SPD holt sich ehemalige CDU-Hochburg

Zieht direkt in den Landtag ein: SPD-Mann Markus Brinkmann.

Zweitstimmenergebnis überrascht / Wahlbeteiligung in Bockenem unterdurchschnittlich

Im Jahr 2008 war der Wahlkreis 22 noch fest in CDU-Hand. Das hat sich nun geändert: Sowohl bei den Erststimmen, weniger überraschend, als auch bei den Zweitstimmen, deutlich überraschender, lag die SPD bei dieser Wahl vorne. Der Direktkandidat Markus Brinkmann konnte sein Ergebnis gegenüber vor fünf Jahren um fast acht Prozentpunkte steigern (36,9 auf 44,3 Prozent). Die CDU, die darum bat, FDP-Mann Dr. Bernd Fell zu wählen, und die FDP schafften zusammen deutlich weniger (40 Prozent). Beim letzten Mal lagen sie gemeinsam bei 49,7 Prozent.
Überraschender war das Ergebnis bei den Zweitstimmen. 2008 lag die CDU bei 41,8 Prozent, die SPD bei 36,1 Prozent, gewann zudem in allen neun Kommunen des Wahlkreises. Auch hier gab es einen Wandel. Die SPD konnte fünf Gemeinden für sich entscheiden, kam insgesamt auf 38,2 Prozent der Wählerstimmen, die CDU nur auf 37 Prozent. Wenn man die 11 Prozent für die Grünen hinzuzählt haben rot-grün gemeinsam eine deutliche Mehrheit. Die FDP kam nur auf 6,8 Prozent und landete somit deutlich unter dem Landesschnitt.
Das Bockenemer Ergebnis ist bei den Erstimmen ähnlich wie im gesamten Wahlkreis. Markus Brinkmann erreichte 44,8 Prozent, CDU 20,5 Prozent und die FDP 20,6 Prozent.
Ein umgekehrtes Ergebnis als bei der vorigen Wahl gab es auch bei den Zweitstimmen. Die CDU verlor zwar weniger als im Land und im Wahlkreis und kam nach 41,8 nun auf 38,0 Prozent. Doch die SPD legte von 36,1 Prozent auf 39,7 Prozent zu. Die FDP verlor entgegen dem Landestrend und kam nur noch auf 5,9 Prozent (2008: 6,2 Prozent). Die Grünen konnten auch in Bockenem deutlich zulegen, erreichten diesmal 8,6 Prozent (2008: 4,7 Prozent).
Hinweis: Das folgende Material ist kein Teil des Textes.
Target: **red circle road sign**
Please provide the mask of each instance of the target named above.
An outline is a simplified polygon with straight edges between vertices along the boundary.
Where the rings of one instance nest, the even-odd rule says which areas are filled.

Die LINKE verlor genau vier Prozentpunkte und kam nur noch auf drei Prozent der Wählerstimmen.
Die SPD profitierte insbesondere von ihren deutlichen Siegen in den beiden größten Ortsteilen Bornum (49,2 Prozent) und Volkersheim (46,0 Prozent). Aber diesmal siegte sie auch in der Kernstadt knapp.
Die Wahlbeteiligung fiel in Bockenem unterdurchschnittlich aus. Während im Wahlkreis insgesamt 64,2 Prozent der Wahlberechtigten ihre Stimme abgaben, der höchste Wert der drei Hildesheimer Bezirke, gingen im Stadtgebiet nur 59,5 Prozent zur Wahlurne. Besonders in der Kernstadt war die Beteiligung mit unter 50 Prozent (ohne Briefwahlstimmen) gering.